The dead Bundeswehr soldiers, aged between 25 and 35, were from a paratrooper regiment from Lower Saxony.

“We all hoped that we would never have to experience these days,” said the ISAF commander for northern Afghanistan, Brigadier Frank Leidenberger at a memorial service on Saturday. “The hope was suddenly shattered on April 2.”

Leidenberger also offered sympathy for the deaths of the Afghan soldiers and confirmed for the first time that it was six soldiers killed, not five as the Bundeswehr had initially stated.

Developoment Minister Dirk Niebel, who extended his trip in Afghanistan to visit the troops in Kunduz, called for Germany as a whole to show greater support to its soldiers. After talking with the troops on Saturday, he told Bild am Sonntag newspaper Friday’s gun battle showed how deadly the situation was for German troops.

”They want more understanding that they sometimes, even preventatively, have to defend themselves. And they don’t understand it when they have to justify themselves for this to the German public or even be pursued for prosecution.”
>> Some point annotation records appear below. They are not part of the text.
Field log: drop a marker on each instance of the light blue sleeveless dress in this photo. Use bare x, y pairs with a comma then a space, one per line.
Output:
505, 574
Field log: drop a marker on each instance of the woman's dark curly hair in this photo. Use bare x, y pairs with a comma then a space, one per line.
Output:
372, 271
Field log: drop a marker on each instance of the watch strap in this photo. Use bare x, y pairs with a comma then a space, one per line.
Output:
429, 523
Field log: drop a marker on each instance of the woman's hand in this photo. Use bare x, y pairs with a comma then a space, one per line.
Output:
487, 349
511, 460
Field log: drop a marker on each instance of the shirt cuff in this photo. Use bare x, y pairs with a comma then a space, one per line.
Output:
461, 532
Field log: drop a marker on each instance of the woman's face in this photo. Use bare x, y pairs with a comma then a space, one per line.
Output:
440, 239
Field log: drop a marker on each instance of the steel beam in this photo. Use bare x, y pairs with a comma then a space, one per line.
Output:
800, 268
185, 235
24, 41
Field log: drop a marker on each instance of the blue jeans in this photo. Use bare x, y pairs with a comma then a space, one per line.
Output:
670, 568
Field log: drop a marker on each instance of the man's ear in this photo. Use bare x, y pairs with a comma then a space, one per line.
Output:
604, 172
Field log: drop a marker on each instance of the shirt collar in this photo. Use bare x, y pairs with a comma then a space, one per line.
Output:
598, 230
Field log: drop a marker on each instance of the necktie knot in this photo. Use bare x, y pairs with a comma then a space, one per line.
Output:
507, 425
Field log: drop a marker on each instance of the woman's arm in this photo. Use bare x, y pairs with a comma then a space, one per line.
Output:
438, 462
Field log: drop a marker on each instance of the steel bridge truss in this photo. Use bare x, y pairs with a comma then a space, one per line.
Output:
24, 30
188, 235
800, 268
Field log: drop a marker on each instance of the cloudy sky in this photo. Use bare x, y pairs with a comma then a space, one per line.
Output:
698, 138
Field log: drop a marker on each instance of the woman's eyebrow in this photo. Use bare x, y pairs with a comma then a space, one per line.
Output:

The soldiers at the Kunduz base were due on Sunday to farewell the bodies of their comrades killed on Friday in the fiercest gun battle yet seen between Germans and Taliban insurgents. The three soldiers’ remains were to flown back to Germany on the Airbus that Niebel had been using to visit civil reconstruction projects in the area.

The four seriously wounded German soldiers were flown to Germany on Saturday. They landed at the Cologne-Bonn airport and were transferred immediately to a military hospital at Koblenz.